The backend is a Django 6 project (backend/blindproof_backend/) with the bulk of the logic in a single app (backend/api/). This page documents the models, storage abstraction, Merkle aggregation, OpenTimestamps integration, and proof-bundle assembly. See Backend API for the endpoint surface.

Data model

All in backend/api/models.py.

User

Custom Django user with email as USERNAME_FIELD. Mixes in PermissionsMixin so the Django admin's group/permission machinery works.

Field Type Notes
email EmailField(unique) Username.
argon2_salt BinaryField 16 bytes, generated at enrolment.
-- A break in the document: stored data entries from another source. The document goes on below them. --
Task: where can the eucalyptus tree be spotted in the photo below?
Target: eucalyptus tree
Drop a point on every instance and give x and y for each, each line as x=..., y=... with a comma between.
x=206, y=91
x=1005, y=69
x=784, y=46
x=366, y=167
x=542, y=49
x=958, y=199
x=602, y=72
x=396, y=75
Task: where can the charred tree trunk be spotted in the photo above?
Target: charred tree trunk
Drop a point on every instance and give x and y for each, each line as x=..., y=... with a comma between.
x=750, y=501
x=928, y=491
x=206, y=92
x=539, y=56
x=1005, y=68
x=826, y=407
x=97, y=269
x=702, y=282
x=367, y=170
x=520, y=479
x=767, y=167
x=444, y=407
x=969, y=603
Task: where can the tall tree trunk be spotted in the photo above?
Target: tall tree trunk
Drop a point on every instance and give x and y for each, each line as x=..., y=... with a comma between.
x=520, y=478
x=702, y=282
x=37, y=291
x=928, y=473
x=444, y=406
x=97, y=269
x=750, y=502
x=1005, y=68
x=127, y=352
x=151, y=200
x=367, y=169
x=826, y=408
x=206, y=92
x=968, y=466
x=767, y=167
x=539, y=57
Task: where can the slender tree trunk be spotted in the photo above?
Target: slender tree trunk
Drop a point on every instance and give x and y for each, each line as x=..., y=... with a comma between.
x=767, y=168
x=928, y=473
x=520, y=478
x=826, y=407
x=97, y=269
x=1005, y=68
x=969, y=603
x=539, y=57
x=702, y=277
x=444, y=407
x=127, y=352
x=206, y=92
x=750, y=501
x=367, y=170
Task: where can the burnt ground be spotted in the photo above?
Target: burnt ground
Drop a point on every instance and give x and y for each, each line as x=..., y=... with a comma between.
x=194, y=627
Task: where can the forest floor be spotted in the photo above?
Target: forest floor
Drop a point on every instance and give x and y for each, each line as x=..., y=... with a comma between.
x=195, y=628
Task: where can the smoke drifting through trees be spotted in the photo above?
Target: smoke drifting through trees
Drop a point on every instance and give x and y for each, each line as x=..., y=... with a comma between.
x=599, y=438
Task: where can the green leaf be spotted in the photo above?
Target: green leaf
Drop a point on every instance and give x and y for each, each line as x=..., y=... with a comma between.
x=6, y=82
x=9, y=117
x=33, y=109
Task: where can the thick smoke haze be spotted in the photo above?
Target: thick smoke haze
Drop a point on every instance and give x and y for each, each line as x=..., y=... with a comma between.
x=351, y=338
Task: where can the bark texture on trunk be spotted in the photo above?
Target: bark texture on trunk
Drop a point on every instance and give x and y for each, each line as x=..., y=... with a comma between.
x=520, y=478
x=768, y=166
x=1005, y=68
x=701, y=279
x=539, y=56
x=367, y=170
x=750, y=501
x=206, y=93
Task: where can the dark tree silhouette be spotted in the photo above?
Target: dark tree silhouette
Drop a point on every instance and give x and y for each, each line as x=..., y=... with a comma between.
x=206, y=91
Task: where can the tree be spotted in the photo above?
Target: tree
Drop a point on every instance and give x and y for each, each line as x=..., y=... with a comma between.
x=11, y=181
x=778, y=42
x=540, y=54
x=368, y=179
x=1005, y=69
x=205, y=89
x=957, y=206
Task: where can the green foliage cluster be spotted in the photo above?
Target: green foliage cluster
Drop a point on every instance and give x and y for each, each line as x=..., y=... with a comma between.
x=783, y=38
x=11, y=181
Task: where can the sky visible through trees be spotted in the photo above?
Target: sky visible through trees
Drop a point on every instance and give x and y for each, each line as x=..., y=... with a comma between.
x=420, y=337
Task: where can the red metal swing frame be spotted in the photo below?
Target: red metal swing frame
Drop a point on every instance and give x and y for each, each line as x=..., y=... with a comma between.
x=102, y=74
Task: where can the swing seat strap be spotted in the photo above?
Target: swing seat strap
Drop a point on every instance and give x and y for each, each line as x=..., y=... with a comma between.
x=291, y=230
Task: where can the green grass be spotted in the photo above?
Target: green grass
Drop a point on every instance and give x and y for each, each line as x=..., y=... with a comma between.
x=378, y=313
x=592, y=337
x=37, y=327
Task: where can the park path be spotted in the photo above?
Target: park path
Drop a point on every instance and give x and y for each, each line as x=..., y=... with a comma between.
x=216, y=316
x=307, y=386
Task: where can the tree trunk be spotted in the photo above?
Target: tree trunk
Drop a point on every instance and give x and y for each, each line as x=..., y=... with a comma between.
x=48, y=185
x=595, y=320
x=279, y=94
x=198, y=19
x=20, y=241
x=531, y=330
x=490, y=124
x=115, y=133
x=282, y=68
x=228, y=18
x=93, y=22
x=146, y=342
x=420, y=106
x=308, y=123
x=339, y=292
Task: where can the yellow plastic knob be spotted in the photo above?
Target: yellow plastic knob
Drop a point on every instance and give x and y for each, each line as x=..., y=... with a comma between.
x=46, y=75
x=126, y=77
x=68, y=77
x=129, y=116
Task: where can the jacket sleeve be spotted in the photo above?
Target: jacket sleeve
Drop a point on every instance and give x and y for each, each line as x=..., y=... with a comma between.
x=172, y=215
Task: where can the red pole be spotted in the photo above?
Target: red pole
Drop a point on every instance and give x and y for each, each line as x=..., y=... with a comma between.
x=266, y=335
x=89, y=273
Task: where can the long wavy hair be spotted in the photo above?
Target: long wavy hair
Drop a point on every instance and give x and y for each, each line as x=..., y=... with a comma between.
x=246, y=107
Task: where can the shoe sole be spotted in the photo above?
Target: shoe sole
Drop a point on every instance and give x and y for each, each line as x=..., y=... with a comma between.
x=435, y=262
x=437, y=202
Sent to the client so it can derive the master key.
created_at DateTimeField
attestation_signed_at DateTimeField, null Set on first POST /proof-bundle.
attestation_hash BinaryField(64), null SHA-512 of the canonical attestation text — lets us reject in-place edits later.
is_active BooleanField
is_staff BooleanField Admin-site access. Defaults False for author accounts.
is_superuser, groups, user_permissions Standard PermissionsMixin fields, used only by the admin.

AuthToken

Opaque bearer tokens (64-char unique hex string). Tokens are long-lived; there's no automatic expiry in the POC. A user may have many — one per device, broadly.

Snapshot

The core event — one row per successfully uploaded save.

Field Type Notes
user FK(User)
captured_at DateTimeField Client's wall clock at the save.
file_type CharField(16) E.g. "md", "txt".
path_ciphertext BinaryField AES-GCM ciphertext of the file path.
path_nonce BinaryField 12 bytes, fresh per upload (not per capture).
plaintext_hmac BinaryField The Merkle leaf. For commitment_scheme = "v2-per-leaf": HMAC-SHA256(HKDF(mac_key, ciphertext_ref), plaintext). For "v1-mac-key" (legacy): HMAC-SHA256(mac_key, plaintext).
ciphertext_ref CharField(64, unique) UUID-v4 hex; doubles as the blob-storage key.
commitment_scheme CharField(32) "v1-mac-key" (legacy, default for old rows) or "v2-per-leaf". Only v2 rows can carry a reveal entry in the proof bundle — see Proof bundle format §reveals.
extractor_version CharField(32, null=True) Which extractor produced the committed plaintext: "text-v1" (.md/.txt) or "docx-v1" (Word). Non-sensitive provenance, like file_type. NULL for legacy rows and clients that predate format tracking.
ciphertext_size IntegerField After encryption.
ciphertext_nonce BinaryField 12 bytes, per capture.
word_count, char_count IntegerField Computed client-side, sent in plaintext (metadata).
source_timestamp DateTimeField, null For connectors that surface an external timestamp (e.g. Google Docs revisions).
uploaded_at DateTimeField(auto_now_add) Server stamp.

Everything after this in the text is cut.